Rep. Emil Bergquist, the chair of the local government committee, said he believed Penn’s bill more uniformly dealt with racial covenant issues across the state.

The section on nondiscrimination ordinances, he said, was a “matter for discussion.”

“I think the intent was to make laws uniform across the state,” said Bergquist, a Park City Republican.

Much of the language regarding restrictive covenants is similar to bills introduced in January by Democratic Rep. Rui Xu of Westwood, and Democratic Sen. Ethan Corson of Fairway. Xu’s bill hasn’t had a hearing scheduled, and Corson’s bill was set to have a hearing last week in the Senate Federal and State Affairs Committee, but it was canceled.

Sen. Mike Thompson, a Shawnee Republican and the committee chairman, told the Star that the committee “gets a lot of bills” and “had to adjust our schedule.” He said he didn’t know whether the committee would get back to the bill.

Xu said he first heard of Penn’s measure on Friday.

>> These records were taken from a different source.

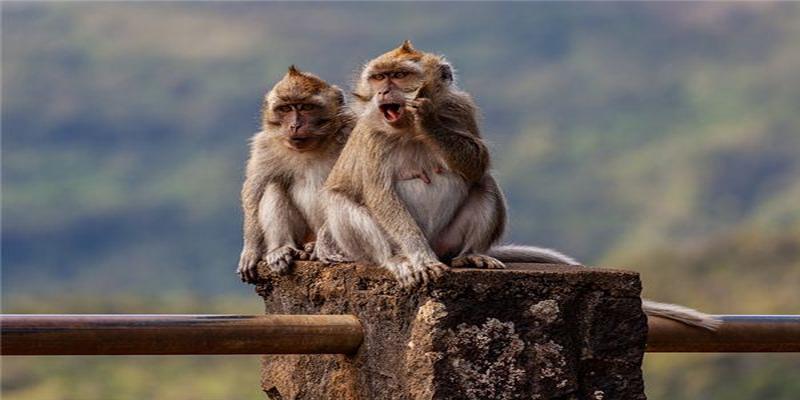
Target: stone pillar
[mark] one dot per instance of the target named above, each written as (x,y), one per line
(529,332)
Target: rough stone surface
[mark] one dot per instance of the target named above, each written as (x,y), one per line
(529,332)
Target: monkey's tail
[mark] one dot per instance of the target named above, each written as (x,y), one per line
(681,314)
(509,253)
(515,253)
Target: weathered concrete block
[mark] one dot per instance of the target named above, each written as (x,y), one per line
(529,332)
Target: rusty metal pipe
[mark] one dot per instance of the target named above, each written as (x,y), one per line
(132,334)
(737,334)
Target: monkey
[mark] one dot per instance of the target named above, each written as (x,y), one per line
(413,122)
(305,123)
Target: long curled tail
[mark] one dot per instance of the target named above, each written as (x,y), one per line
(516,253)
(681,314)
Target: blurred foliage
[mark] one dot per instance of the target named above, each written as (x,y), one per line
(132,377)
(661,137)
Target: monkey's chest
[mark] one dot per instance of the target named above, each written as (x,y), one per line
(306,197)
(433,204)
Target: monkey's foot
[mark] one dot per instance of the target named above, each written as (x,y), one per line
(477,261)
(307,254)
(280,259)
(248,265)
(412,274)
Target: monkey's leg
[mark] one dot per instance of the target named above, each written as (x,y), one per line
(360,237)
(283,226)
(351,232)
(476,226)
(325,248)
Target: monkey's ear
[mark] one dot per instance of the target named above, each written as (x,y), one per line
(293,70)
(339,95)
(446,72)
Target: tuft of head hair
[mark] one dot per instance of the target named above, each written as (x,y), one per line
(294,71)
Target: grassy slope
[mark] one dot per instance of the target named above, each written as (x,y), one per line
(622,133)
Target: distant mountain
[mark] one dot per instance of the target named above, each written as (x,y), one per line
(617,129)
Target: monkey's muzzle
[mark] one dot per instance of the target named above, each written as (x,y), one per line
(392,112)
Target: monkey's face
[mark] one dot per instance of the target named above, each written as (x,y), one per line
(393,87)
(302,109)
(301,124)
(393,79)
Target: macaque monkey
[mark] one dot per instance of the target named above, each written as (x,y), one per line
(305,124)
(412,190)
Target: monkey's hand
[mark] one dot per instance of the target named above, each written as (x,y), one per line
(411,174)
(280,259)
(248,264)
(477,261)
(412,274)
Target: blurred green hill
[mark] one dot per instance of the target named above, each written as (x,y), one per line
(659,137)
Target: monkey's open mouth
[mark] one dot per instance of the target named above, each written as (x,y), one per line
(391,111)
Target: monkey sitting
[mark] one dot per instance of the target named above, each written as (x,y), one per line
(305,124)
(412,188)
(413,122)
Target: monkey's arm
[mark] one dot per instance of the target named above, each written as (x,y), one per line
(253,246)
(454,132)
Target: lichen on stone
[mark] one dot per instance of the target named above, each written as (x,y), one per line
(485,360)
(545,311)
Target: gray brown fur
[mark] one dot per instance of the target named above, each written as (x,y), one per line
(281,182)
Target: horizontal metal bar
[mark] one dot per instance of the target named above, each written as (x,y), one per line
(737,334)
(132,334)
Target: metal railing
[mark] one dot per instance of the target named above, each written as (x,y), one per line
(132,334)
(736,334)
(320,334)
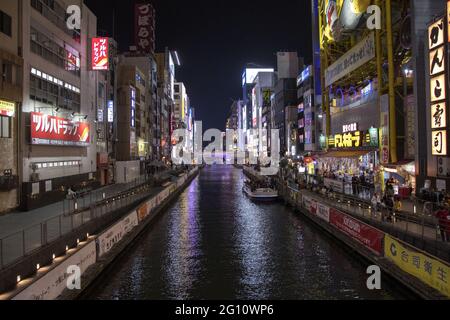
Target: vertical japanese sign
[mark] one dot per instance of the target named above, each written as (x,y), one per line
(384,129)
(110,111)
(100,54)
(145,27)
(438,86)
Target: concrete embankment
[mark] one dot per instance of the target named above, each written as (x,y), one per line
(417,270)
(91,258)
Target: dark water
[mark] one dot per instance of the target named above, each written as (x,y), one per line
(214,243)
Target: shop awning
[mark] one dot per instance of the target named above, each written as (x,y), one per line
(345,154)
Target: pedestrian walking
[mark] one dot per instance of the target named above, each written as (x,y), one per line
(443,217)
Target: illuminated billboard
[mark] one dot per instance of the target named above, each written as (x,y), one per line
(144,17)
(251,73)
(100,54)
(50,130)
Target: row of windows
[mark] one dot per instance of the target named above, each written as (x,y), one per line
(51,93)
(5,127)
(54,12)
(5,24)
(54,80)
(58,164)
(51,51)
(10,72)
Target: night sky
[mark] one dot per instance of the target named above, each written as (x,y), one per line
(215,39)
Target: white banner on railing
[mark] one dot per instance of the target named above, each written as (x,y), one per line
(51,285)
(108,239)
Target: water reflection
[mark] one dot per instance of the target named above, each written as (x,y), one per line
(214,243)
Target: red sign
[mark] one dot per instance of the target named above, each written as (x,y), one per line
(366,235)
(50,130)
(145,27)
(100,54)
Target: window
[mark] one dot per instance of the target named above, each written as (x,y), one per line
(5,127)
(66,57)
(5,24)
(7,71)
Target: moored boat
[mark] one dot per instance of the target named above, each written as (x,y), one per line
(260,193)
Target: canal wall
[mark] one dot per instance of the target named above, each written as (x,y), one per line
(425,275)
(94,255)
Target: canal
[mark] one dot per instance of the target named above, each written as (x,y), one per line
(213,243)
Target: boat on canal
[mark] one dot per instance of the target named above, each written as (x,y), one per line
(259,192)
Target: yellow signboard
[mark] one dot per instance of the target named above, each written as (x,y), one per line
(429,270)
(7,108)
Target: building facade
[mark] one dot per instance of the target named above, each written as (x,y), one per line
(58,145)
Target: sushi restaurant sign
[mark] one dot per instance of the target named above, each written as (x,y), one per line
(51,130)
(354,139)
(438,37)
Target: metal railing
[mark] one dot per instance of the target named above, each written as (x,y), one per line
(93,206)
(421,222)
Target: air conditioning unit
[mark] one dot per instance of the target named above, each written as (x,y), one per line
(34,177)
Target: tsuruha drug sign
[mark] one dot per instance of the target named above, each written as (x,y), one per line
(100,54)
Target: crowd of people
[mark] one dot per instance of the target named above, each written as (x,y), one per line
(388,204)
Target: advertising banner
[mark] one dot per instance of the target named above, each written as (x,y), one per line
(359,55)
(309,204)
(51,285)
(143,211)
(335,185)
(50,130)
(109,238)
(429,270)
(130,222)
(366,235)
(323,212)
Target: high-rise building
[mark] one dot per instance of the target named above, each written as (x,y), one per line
(57,142)
(285,99)
(11,97)
(166,83)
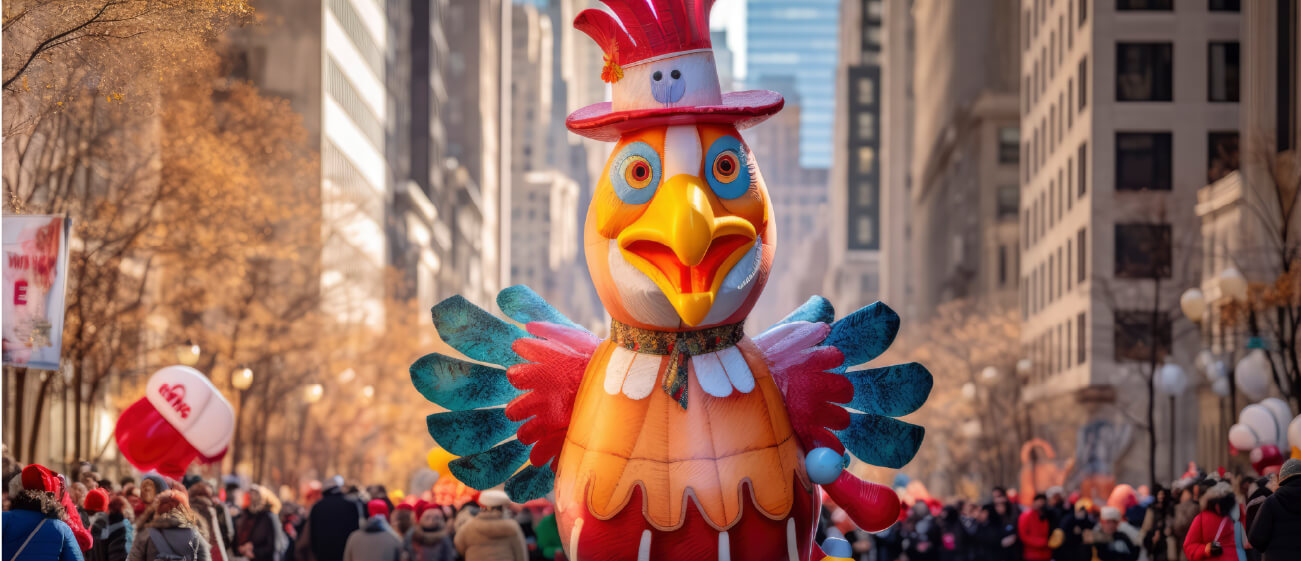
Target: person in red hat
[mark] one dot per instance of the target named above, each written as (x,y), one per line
(40,478)
(35,527)
(375,539)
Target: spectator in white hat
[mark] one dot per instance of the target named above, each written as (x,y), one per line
(1109,542)
(491,535)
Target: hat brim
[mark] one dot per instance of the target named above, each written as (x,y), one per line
(739,108)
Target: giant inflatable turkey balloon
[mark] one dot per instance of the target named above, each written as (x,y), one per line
(679,436)
(181,418)
(1262,431)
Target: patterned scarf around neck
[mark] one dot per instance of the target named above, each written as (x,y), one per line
(679,346)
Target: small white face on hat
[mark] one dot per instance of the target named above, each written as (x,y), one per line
(687,78)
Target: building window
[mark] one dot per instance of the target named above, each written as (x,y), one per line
(1081,262)
(1070,103)
(1008,143)
(867,159)
(1081,333)
(1222,155)
(1222,72)
(1084,167)
(1144,72)
(1144,250)
(1070,260)
(1142,162)
(1084,78)
(1139,335)
(867,91)
(1002,266)
(1008,199)
(1146,5)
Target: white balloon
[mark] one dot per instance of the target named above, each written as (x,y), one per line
(1241,437)
(1282,415)
(1220,385)
(1253,374)
(1261,422)
(1218,370)
(1171,379)
(1205,361)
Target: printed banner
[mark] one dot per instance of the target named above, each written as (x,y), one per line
(35,276)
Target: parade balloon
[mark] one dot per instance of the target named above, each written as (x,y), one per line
(1171,379)
(1263,424)
(679,436)
(439,460)
(1241,437)
(1220,387)
(181,418)
(1295,436)
(1253,374)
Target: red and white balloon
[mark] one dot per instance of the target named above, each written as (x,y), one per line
(181,418)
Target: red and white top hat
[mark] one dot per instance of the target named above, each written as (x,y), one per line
(661,70)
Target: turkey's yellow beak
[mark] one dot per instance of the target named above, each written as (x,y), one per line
(684,246)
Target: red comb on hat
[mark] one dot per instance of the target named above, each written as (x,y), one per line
(40,478)
(661,72)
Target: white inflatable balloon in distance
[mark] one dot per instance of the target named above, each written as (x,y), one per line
(1282,417)
(1171,379)
(1241,437)
(1253,374)
(1261,422)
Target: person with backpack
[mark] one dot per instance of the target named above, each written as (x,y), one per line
(215,517)
(113,534)
(258,533)
(34,529)
(173,534)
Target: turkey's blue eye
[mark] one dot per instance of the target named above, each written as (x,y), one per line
(635,173)
(729,168)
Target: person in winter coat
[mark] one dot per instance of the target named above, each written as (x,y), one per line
(216,519)
(173,531)
(375,540)
(258,534)
(1276,530)
(1109,542)
(329,522)
(1076,535)
(1033,530)
(431,538)
(491,535)
(34,529)
(1217,534)
(113,534)
(40,478)
(1157,529)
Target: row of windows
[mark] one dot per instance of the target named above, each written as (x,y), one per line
(1059,348)
(1051,205)
(1145,72)
(1055,276)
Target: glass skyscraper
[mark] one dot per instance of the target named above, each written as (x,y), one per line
(798,39)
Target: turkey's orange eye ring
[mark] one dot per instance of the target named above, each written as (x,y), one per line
(636,172)
(726,167)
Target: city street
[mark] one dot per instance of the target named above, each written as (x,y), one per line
(630,280)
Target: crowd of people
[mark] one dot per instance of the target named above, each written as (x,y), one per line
(48,516)
(1198,518)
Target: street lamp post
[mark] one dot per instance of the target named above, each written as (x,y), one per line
(241,380)
(187,353)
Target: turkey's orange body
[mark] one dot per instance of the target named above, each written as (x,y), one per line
(725,475)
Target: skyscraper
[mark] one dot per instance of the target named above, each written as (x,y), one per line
(798,39)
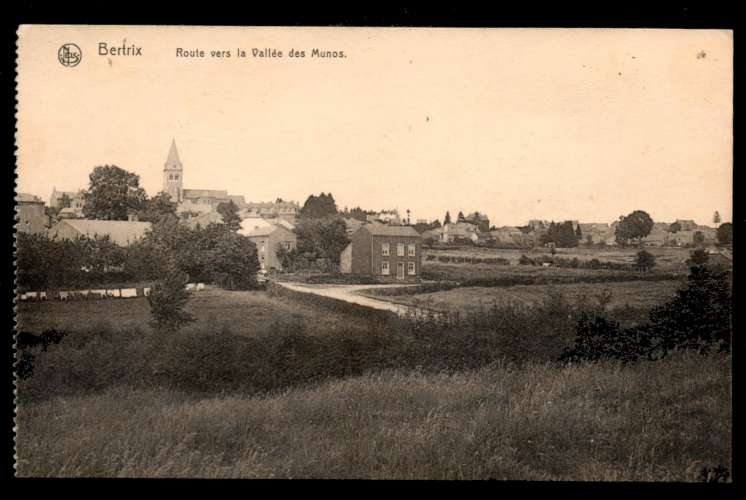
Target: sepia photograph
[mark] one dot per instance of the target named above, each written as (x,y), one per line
(374,253)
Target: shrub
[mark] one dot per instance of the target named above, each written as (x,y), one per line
(167,300)
(645,260)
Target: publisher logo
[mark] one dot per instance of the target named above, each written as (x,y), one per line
(69,55)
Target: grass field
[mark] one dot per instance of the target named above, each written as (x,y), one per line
(661,421)
(635,294)
(667,258)
(252,313)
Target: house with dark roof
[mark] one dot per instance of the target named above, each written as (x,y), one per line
(387,253)
(30,215)
(121,232)
(268,238)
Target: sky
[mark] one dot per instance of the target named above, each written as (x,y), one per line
(516,123)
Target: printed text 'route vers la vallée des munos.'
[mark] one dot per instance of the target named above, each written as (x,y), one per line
(265,53)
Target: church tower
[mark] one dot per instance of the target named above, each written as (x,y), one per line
(173,174)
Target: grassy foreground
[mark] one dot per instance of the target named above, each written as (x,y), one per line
(644,422)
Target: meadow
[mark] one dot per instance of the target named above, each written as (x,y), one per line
(664,421)
(251,313)
(667,258)
(274,385)
(632,294)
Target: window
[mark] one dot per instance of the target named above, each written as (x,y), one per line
(385,268)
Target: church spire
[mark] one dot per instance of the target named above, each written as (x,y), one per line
(173,160)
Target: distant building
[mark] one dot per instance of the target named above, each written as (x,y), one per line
(385,216)
(70,201)
(280,209)
(121,232)
(191,200)
(269,239)
(459,231)
(388,253)
(30,215)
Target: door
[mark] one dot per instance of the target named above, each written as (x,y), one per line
(400,270)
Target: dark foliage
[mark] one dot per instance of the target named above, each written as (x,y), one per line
(113,194)
(167,300)
(26,342)
(725,233)
(698,318)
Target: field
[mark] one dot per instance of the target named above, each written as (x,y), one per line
(662,421)
(248,313)
(634,294)
(266,385)
(667,258)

“I’m really disappointed that we were given what accounts for a legislative layup in removing this discriminatory language (from property records), and we’re complicating it by adding in language that effectively targets our LGBTQ community,” he said. “They’re just injecting divisiveness into it for no reason.

“This is not a game that I have any interest in playing — pitting our Black and Jewish constituents against our gay constituents. This is not a scenario where one gets to win at the expense of the other.”

Xu said his bill isn’t controversial and has received widespread support.

“But now it feels like we have to scratch and claw just to get back to the status quo, which is continuing to have these unenforceable racial covenants on the books,” he said.

Rep. Linda Featherston, an Overland Park Democrat and ranking minority member on the House local government committee, called Penn’s bill “alarming.”

“Rep. Xu’s bill has definitely been co-opted,” she said. “Our cities in Johnson County worked hard to get those NDOs (nondiscrimination ordinances) passed. They worked with all of the invested parties, the community was very active, and to have the Legislature try to overrule that is a clear violation of home rule, which we are guaranteed in our Constitution.

“It’s shameful what’s been done here.”

The racially restrictive covenants were routinely recorded in plats and deeds in the first half of the 20th century and placed in many homes association documents not only in the Kansas City area, but nationwide. The language was ruled unenforceable by the U.S. Supreme Court in 1948 and later deemed illegal by the Fair Housing Act. But because of the way the documents were recorded, the restrictions were nearly impossible to eliminate.

A 2005 investigation by the Star found that more than 1,200 documents involving thousands of homes in the Kansas City area still contained language banning Black people, Jews and members of other ethnic groups. After the Star’s report, Missouri and Kansas passed laws requiring HOAs to delete the restrictions without having to get approval from the homeowners.

But cities like Roeland Park have faced a challenge in removing the restrictions, officials say, because the city no longer has any active HOAs. That’s why they requested the bills that Xu and Corson introduced.

Jae Moyer, a Kansas LGBTQ activist, said combining the two issues into one bill was a “dirty” tactic.

“As someone who is actually affected by one of these nondiscrimination ordinances — living in Overland Park, which has one — but also someone who advocated for those ideas back when those arguments were being had at the local level, I think this is absolute government overreach,” Moyer said. “I think it’s dirty that it would try to almost quid pro quo this in the same bill — as in ‘Well, we can work with your racially restrictive stuff, but we’re going to get rid of your NDOs.’”

At first glance, Poppa said, Penn’s bill “seems very well intentioned — that it would be removing these racially restrictive covenants.”

But in reality, he said, one part of the bill is designed to eliminate discrimination and the other part would allow it.

“Once the committee hears what this bill actually does,” he said, “I really hope that they will kill this bill and deal with Rep. Xu’s bill — a bill that doesn’t pit African Americans’ and Jewish Americans’ equality with equality for the LGBTQ+ community.”